Street lighting improves road user safety at night by illuminating roads and paths particularly at intersections, sharp curves, traffic islands and pedestrian crossings.
Street lighting is not designed to provide security lighting for private property.
Council assesses requests for street lighting against the Australian Standards. New installations are prioritised based on road user volumes and are subject to funding availability. Nearby residents may also be consulted.
Frequently Asked Questions
Is there a street lighting standard?
Council aims to provide a street light on every second pole where overhead wires exist. In new residential developments where underground power exists, street lighting is installed to standard.
In rural residential areas with lots up to 2 hectares and frontages less than 100 metres Council may install lighting only at intersections, to identify their location. Council does not install street lighting where lot sizes are larger than 2 hectares.
Who owns the street lights?
Ergon Energy owns and maintains most street lights. Ergon Energy installs and operates standard street lights on Council streets. Council requires land developers to install street lights in new residential areas.
Lights in parks and off-street car parks are owned and maintained by Council, as well as the decorative street lights in Flinders, Palmer, Stokes and Gregory Street.
The Department of Transport and Main Roads are responsible for lights on state-controlled roads.
Can I get a street light installed?
Residents should contact Council via the following details:
- Email a request to: email@example.com
- Call 13 48 10.
Council investigates all requests and, if supported, will include the cost of the proposed light in future budgets. Unfortunately, the large backlog of approved requests and current funding constraints means funding for new street lighting can take some time to secure.

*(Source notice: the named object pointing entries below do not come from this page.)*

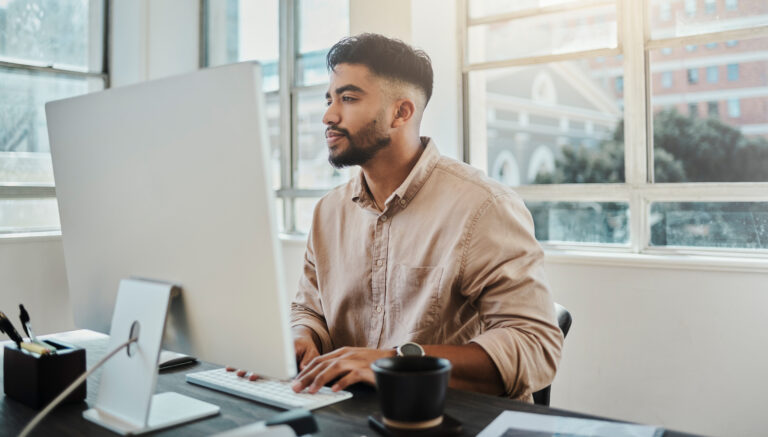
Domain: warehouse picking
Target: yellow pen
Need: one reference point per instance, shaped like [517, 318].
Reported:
[34, 348]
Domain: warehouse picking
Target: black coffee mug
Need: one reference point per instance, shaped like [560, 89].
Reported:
[412, 390]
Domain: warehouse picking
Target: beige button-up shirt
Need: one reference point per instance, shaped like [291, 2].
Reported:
[451, 259]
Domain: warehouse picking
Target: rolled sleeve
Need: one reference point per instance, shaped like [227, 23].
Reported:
[307, 307]
[503, 278]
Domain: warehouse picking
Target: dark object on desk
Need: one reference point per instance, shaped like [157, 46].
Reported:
[35, 380]
[7, 328]
[300, 420]
[564, 320]
[449, 427]
[170, 360]
[412, 390]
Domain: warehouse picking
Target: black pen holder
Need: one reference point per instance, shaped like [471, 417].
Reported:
[35, 379]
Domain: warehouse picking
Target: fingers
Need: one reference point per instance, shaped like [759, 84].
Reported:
[306, 356]
[359, 374]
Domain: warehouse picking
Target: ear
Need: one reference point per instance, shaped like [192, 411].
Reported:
[404, 111]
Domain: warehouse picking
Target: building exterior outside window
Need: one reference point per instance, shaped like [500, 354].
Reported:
[733, 72]
[666, 79]
[693, 76]
[712, 74]
[713, 109]
[734, 108]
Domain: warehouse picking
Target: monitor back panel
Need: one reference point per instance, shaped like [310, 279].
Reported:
[169, 180]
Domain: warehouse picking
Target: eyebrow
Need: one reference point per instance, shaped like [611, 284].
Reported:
[344, 88]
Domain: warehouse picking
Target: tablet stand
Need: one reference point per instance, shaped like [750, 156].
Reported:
[126, 403]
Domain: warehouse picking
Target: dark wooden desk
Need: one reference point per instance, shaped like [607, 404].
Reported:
[347, 418]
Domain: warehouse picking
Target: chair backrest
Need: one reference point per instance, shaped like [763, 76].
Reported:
[564, 320]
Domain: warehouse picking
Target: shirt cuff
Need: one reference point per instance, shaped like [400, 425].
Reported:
[319, 329]
[496, 344]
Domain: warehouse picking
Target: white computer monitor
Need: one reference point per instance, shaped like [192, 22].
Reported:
[170, 180]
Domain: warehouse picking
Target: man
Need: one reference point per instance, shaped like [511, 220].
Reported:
[417, 247]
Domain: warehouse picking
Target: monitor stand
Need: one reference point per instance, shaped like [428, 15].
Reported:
[126, 403]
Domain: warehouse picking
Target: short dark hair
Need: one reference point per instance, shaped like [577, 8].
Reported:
[385, 57]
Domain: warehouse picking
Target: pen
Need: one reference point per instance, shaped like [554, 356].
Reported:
[7, 327]
[34, 348]
[26, 324]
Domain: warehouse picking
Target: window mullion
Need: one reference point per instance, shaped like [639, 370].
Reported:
[631, 17]
[286, 68]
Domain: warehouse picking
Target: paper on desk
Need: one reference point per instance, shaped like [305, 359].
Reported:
[517, 424]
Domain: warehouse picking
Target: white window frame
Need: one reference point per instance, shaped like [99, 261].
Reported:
[288, 95]
[638, 190]
[17, 190]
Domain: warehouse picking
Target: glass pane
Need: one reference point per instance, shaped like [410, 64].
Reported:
[24, 151]
[28, 215]
[322, 23]
[548, 34]
[280, 212]
[272, 101]
[482, 8]
[672, 18]
[710, 116]
[712, 224]
[244, 30]
[51, 32]
[549, 123]
[581, 222]
[314, 171]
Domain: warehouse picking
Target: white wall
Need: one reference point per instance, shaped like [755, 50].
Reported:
[684, 349]
[681, 348]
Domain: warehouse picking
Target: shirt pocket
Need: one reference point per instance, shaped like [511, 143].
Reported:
[416, 296]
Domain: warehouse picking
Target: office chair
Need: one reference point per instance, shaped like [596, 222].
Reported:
[564, 320]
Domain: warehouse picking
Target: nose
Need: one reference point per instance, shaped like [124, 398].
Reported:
[331, 116]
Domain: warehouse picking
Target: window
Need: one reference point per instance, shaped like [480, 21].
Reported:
[665, 10]
[666, 79]
[690, 7]
[734, 108]
[710, 6]
[46, 53]
[238, 30]
[733, 72]
[693, 76]
[624, 180]
[712, 74]
[693, 110]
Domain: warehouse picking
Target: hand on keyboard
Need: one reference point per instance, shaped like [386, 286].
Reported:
[304, 343]
[349, 365]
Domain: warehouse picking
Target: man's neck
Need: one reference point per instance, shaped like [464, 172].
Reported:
[386, 171]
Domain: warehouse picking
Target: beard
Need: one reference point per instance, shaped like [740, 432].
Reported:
[362, 146]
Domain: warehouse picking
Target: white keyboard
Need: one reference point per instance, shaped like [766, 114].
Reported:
[274, 392]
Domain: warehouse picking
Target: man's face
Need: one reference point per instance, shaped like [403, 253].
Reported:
[356, 119]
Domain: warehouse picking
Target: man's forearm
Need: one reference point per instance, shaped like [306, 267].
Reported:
[305, 331]
[473, 368]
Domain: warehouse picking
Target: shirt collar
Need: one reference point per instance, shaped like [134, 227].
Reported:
[410, 186]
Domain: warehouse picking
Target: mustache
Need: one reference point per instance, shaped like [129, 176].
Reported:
[339, 130]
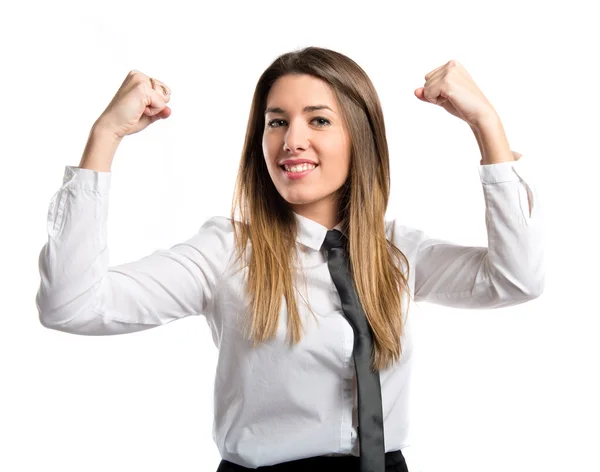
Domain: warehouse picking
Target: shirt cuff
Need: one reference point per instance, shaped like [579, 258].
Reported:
[87, 178]
[509, 171]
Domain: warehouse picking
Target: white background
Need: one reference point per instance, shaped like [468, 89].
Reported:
[513, 389]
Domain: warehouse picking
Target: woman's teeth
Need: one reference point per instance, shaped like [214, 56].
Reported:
[299, 168]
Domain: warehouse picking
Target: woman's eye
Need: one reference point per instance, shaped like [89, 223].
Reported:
[320, 118]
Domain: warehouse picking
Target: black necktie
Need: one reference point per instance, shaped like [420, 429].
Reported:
[370, 415]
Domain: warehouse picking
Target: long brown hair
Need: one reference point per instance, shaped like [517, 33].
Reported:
[268, 222]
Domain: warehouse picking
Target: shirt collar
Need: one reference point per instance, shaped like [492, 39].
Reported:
[311, 233]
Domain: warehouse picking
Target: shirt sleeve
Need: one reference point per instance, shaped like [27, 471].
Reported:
[79, 293]
[507, 272]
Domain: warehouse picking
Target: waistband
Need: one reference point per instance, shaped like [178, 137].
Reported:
[349, 463]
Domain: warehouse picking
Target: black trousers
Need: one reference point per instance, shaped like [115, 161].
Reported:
[394, 462]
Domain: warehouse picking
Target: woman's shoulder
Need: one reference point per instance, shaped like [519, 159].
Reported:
[402, 234]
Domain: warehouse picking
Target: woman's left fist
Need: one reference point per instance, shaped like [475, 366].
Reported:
[451, 87]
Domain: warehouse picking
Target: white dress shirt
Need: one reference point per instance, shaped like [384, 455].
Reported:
[274, 404]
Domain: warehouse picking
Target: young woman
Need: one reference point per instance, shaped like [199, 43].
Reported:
[305, 286]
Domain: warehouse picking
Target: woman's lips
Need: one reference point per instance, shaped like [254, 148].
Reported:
[297, 175]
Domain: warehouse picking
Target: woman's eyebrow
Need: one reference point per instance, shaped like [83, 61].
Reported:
[306, 109]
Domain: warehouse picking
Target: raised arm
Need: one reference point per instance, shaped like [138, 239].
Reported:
[79, 293]
[507, 272]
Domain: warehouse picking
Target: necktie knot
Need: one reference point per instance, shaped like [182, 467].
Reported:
[334, 238]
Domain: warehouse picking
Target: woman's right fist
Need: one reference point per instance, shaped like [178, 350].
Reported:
[135, 105]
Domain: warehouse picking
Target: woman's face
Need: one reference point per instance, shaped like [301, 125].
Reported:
[291, 132]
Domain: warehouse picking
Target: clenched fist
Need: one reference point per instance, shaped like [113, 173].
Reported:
[139, 102]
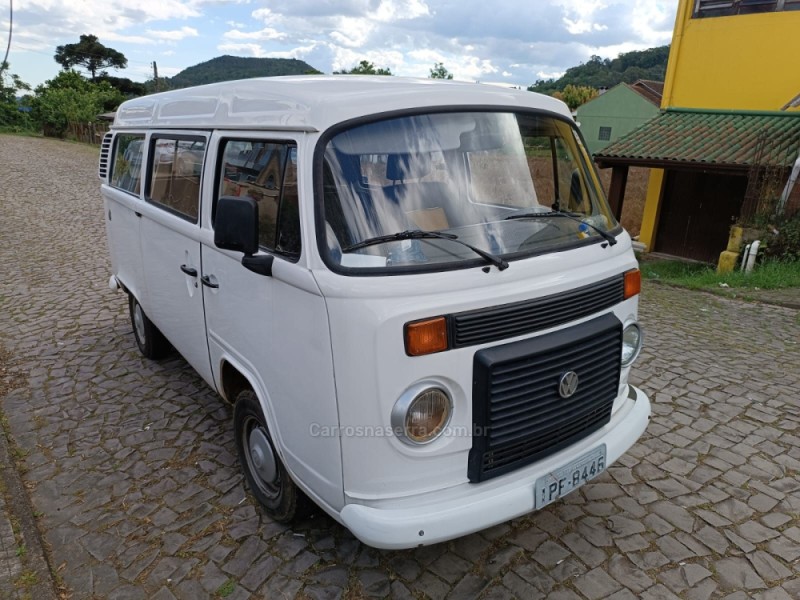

Can I get a shade installed on a street light?
No. Council and Ergon Energy do not support shading of street lights because in most circumstances the shade adversely affects the spread of light reaching the ground. This, in turn, impacts road users and pedestrians. Residents are asked to consider installing blinds or use screen plantings on their property to reduce light shining through windows.
Who can I contact to get a street light fixed?
If standard street lights are either flickering, insect-infested or not working, contact Ergon Energy on 13 10 46 or go to ergon.com.au to report an issue.
Ergon Energy will require a street address, pole number and details on the nature of the fault. To report a faulty decorative street light, a light in a park or a car park please contact Council.
Why was the type of light recently changed?
Where an older style light has become faulty, Ergon Energy will replace the light with their current standard light.